The children in the NTR (population-based twin) cohort were, on average, two years younger than those in the KLIK (population representative) and DREAMS (clinical) cohorts. The DREAMS cohort had a slightly higher percentage of males compared to the NTR and KLIK cohorts. Parental educational attainment (EA) was generally higher in the DREAMS and NTR cohorts compared to the KLIK cohort. Additionally, within each cohort, parental EA tended to increase in subsequent survey waves compared to earlier ones. This was particularly true for NTR when comparing baseline with pandemic measurements. This trend aligns with the general pattern of higher response rates among higher SES groups compared to lower ones (Agerholm et al. 2016; Demarest et al. 2013). Given that research shows that the pandemic has disproportionally impacted children with lower SES (Kozák et al. 2023; von Soest et al. 2022), it is possible that this sampling bias underestimated the impact of the pandemic on our results.

Mean Levels of Wellbeing

This study investigated changes to mean levels of wellbeing in children throughout the pandemic, focusing on how age, gender, and parental educational attainment affect wellbeing trajectories. We also examined changes to genetic architecture of wellbeing during this period and explored parental (dis)agreement and rater bias in the parental ratings.

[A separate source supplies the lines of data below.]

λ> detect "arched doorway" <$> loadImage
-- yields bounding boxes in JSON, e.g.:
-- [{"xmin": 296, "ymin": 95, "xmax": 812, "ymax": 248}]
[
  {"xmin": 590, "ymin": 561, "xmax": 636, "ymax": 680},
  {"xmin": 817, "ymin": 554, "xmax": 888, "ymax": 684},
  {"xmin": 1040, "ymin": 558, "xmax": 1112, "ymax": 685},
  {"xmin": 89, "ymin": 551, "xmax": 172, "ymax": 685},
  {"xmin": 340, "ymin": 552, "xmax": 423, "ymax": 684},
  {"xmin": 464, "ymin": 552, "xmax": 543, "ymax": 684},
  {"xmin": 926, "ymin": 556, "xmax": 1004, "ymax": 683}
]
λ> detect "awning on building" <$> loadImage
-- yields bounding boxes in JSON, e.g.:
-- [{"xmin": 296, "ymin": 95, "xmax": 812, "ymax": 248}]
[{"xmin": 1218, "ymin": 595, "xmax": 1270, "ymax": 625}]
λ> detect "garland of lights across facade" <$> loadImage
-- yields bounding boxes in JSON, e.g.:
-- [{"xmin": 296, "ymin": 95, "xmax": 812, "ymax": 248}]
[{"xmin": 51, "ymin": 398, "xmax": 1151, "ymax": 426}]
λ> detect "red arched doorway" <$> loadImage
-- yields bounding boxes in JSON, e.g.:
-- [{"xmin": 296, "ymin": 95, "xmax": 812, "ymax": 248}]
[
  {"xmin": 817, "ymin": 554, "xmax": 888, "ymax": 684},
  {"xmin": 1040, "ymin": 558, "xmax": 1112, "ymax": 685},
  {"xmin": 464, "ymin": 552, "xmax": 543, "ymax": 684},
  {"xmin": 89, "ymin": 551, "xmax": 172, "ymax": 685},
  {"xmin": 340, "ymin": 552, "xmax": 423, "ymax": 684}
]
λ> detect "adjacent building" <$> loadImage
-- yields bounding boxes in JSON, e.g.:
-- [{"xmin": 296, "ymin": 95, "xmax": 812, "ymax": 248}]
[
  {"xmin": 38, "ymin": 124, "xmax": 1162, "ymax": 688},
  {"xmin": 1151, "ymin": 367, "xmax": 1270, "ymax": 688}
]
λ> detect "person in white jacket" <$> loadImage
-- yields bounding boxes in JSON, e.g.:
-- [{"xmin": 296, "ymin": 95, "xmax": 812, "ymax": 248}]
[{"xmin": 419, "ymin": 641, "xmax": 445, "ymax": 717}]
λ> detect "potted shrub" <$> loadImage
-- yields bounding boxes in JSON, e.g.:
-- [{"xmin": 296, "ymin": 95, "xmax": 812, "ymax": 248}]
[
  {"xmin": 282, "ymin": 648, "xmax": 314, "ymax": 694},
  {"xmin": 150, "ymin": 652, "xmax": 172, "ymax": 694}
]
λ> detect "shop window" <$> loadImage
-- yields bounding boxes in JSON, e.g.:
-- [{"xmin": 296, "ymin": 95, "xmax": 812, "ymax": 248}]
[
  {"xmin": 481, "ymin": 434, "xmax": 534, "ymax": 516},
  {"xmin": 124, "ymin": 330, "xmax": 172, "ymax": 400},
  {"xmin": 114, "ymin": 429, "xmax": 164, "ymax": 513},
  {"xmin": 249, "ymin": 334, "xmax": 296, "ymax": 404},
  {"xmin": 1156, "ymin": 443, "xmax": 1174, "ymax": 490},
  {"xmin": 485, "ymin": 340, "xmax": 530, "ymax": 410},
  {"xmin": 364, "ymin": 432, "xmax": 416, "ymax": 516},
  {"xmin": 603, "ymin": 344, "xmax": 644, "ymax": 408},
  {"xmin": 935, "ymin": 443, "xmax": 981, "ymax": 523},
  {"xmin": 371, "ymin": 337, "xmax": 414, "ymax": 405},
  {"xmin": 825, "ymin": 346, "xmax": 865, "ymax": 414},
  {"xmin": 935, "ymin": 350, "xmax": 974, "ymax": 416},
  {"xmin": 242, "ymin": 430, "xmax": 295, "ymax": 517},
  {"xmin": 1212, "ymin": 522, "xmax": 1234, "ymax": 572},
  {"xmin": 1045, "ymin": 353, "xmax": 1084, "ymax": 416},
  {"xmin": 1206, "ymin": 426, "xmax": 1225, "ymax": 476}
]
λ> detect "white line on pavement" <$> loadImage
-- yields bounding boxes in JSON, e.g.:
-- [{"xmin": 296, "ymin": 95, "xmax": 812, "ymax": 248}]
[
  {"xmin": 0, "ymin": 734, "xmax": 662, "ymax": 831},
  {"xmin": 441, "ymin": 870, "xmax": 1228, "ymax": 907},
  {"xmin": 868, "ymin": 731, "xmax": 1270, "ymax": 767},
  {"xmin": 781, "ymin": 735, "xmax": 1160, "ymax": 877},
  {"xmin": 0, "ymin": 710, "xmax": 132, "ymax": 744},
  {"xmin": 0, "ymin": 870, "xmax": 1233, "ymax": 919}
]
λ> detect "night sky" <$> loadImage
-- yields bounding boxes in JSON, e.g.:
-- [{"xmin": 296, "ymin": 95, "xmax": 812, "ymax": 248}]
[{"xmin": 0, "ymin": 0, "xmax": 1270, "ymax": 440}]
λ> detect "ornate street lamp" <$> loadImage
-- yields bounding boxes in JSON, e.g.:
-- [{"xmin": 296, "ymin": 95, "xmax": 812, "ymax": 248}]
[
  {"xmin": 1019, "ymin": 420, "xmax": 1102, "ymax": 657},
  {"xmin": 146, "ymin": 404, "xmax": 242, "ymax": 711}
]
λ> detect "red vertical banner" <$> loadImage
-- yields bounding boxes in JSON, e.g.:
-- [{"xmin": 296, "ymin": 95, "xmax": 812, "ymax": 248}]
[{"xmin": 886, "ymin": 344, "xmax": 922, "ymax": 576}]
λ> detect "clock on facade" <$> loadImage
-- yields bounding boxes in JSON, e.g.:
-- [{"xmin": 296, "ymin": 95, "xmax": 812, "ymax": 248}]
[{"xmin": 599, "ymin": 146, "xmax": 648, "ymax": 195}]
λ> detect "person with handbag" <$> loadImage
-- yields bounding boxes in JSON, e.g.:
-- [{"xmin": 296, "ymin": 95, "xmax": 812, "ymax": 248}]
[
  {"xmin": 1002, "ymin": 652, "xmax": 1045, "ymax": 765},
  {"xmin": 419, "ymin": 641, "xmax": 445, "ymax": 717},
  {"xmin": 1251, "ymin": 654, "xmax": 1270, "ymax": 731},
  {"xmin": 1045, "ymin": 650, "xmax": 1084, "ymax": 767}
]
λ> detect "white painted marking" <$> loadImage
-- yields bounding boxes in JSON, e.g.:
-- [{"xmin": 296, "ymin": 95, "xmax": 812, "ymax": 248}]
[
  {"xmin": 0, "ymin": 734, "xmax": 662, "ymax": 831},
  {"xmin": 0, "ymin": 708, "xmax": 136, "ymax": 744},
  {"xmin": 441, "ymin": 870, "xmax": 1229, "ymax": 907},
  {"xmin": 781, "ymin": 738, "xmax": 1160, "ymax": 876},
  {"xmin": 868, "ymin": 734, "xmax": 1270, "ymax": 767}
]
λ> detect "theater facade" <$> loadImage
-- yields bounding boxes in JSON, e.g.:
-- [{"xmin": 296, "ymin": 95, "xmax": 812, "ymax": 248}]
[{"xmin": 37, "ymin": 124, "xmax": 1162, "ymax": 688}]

The two population-based samples (NTR and KLIK) demonstrated generally similar wellbeing levels, reinforcing the generalizability of our findings to the Dutch population, as the cohorts were independently sampled. Within the NTR sample, we observed a small but significant decrease in wellbeing levels at the outset of the pandemic, with some rebound after the restrictions were lifted. Wellbeing did not fully return to pre-pandemic levels, echoing the partial recovery trend noted in other studies (Ravens-Sieberer et al. 2022; Wolf and Schmitz 2023). Notably, the early pandemic waves in NTR were marked by considerable variability, driven in part by higher-than-expected wellbeing in wave 2, which may reflect the reopening of primary schools. Another potential contributor was the use of a slightly different survey format in wave 2, with omission of certain questions about negative pandemic impacts on the household, which could have influenced parent responses to the subsequent question on child’s wellbeing. By comparison, the KLIK sample showed relatively stable wellbeing scores from October 2020 onward, with no discernible drop or rebound.

It is also worth mentioning that children in the NTR sample were on average two years younger than the KLIK sample. In the Netherlands, children typically transition to secondary school around age 12, and school closures during the pandemic were shorter for primary schools compared to secondary schools. Precise classification into primary and secondary schools in our samples is difficult without additional background information due to individual differences in school enrollment and advancement. Consequently, we cannot establish exactly how many children in the NTR sample experienced the loosening of school-related lockdown measures earlier. Nonetheless, the slightly younger average age in NTR suggests that a larger portion of this sample remained in primary school during waves 2–4, potentially reducing the extent to which those children faced stricter lockdowns relative to older adolescents.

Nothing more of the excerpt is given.